İmamoğlu’na aydınlardan çağrı: Adalar’daki orman yollarına “azmanbüs” yakışmıyor
Aralarında akademisyenlerin, sanatçıların, yazar, çevirmen ve yayıncıların, hukukçuların, mimar ve şehir planlamacılarının yanı sıra farklı meslek gruplarından isimlerin bulunduğu aydınlar, Adalar ilçesine getirilen minibüsler konusunda İBB Başkanı Ekrem İmamoğlu’na çağrıda bulundu.
Adalarlıların ‘azmanbüs’ olarak tanımladığı minibüslere ilişkin başlatılan eylemlerin 13’üncü gününde aydınlar İBB Başkanı İmamoğlu’na konuyla ilgili adım atılması için çağrı yaptı
İstanbul Adalar’da toplu ulaşımda kullanılmaya başlayan minibüslere karşı eylemler 13’üncü gününde de devam ederken, minibüsler hakkında İstanbul Büyükşehir Belediyesi (İBB) Başkanı Ekrem İmamoğlu’na 411 aydın çağrıda bulundu.
Aralarında Ahmet Ümit, Aslı Uluşahin, Ataol Behramoğlu, Bülent Şık, Foti Benlisoy, Irmak Zileli, Lal Laleş, Murat Uyurkulak, Necmiye Alpay, Pelin Pınar Giritlioğlu, Rober Koptaş, Sema Kaygusuz, Tilbe Saran ve Ulaş Bayraktar’ın da bulunduğu akademisyenler, sanatçılar, yazar, mimar ve şehir planlamacıların imzaladığı bildiri metninde Adalar’ın; doğası ve tarihî yapılarıyla korunması gereken bir yerleşim alanı olduğu, bölgeyi diğer yerlerden ayıranın özel amaçlı araçlar dışında motorlu taşıt trafiğine kapalı olması anımsatıldı. Metinde “Adalar, Türkiye’nin yaya bölgesi olan tek ilçesi ve dünyada da sayılı örneklerdendir. Zengin bir kültürel mirası barındıran İstanbul Adaları, görece korunmuş olması sebebiyle hâlâ sivil mimarinin nitelikli örneklerini görebildiğimiz bir açık hava müzesidir” ifadelerine yer verildi.

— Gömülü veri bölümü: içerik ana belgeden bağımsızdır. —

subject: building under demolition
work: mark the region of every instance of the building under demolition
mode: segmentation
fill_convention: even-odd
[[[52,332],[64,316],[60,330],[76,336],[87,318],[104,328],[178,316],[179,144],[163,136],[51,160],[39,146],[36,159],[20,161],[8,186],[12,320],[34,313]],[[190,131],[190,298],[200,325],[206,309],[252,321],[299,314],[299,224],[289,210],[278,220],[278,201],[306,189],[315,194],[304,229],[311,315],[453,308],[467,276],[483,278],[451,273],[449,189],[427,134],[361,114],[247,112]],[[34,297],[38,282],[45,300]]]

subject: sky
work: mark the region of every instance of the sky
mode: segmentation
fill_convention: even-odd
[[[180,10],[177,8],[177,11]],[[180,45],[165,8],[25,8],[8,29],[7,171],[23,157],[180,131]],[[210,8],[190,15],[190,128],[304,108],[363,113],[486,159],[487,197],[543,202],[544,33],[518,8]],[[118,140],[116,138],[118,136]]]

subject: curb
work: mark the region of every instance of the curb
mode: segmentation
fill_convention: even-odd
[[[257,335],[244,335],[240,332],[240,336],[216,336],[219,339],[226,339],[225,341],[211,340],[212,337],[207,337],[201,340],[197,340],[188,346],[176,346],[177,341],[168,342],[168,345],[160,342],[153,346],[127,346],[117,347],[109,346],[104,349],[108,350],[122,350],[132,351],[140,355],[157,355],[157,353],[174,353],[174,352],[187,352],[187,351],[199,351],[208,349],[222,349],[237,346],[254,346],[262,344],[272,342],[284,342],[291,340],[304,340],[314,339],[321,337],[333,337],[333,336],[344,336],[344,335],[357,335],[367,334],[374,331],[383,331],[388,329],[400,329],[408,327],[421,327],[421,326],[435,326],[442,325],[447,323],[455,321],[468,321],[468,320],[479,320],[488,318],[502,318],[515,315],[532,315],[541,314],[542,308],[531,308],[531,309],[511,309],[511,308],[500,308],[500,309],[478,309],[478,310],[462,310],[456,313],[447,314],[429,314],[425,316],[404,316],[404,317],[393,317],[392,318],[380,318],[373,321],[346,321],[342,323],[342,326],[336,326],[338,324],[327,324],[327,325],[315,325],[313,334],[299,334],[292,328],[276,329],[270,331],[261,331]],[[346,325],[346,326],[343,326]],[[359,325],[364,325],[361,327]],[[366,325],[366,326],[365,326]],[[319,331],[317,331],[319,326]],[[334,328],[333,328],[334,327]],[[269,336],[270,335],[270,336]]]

“Adalar’a minibüs getirilmesi sürecini endişeyle takip ediyor” denilen metnin devamı şöyle: “Bu özel coğrafyayı korumak için verilen mücadeleye rağmen, söz konusu araçların ilçede kullanımında ısrar edilmesini anlamakta güçlük çekiyoruz. Adalar’da kedilerin, köpeklerin, kirpilerin ve insanlarımızın gezdiği güzel sokaklara ve orman yollarına “azmanbüs” denen bu minibüsleri yakıştıramıyoruz. Adalar’da motorlu taşıt kullanımının yapılaşma baskısına, ekosistemin tahribatına, orman yangınlarına ve kazalara zemin hazırlayacağından kaygı duyuyoruz. Adalar’ın kültürel ve doğal mirasını korumaya yönelik bir çözüm bulunacağını umuyor, İstanbul Adaları’nın dokusuna ve yaşam kültürüne zarar verecek uygulamalardan vazgeçmenizi diliyoruz. Bütün samimiyetimiz ve kararlılığımızla size, bir dünya mirası olan İstanbul Adaları’na dair tüm kararların hassasiyet ve incelikle alınmasını, Adalar’da katılımcı demokrasi ilkelerinin hayata geçirilmesini öneriyoruz.”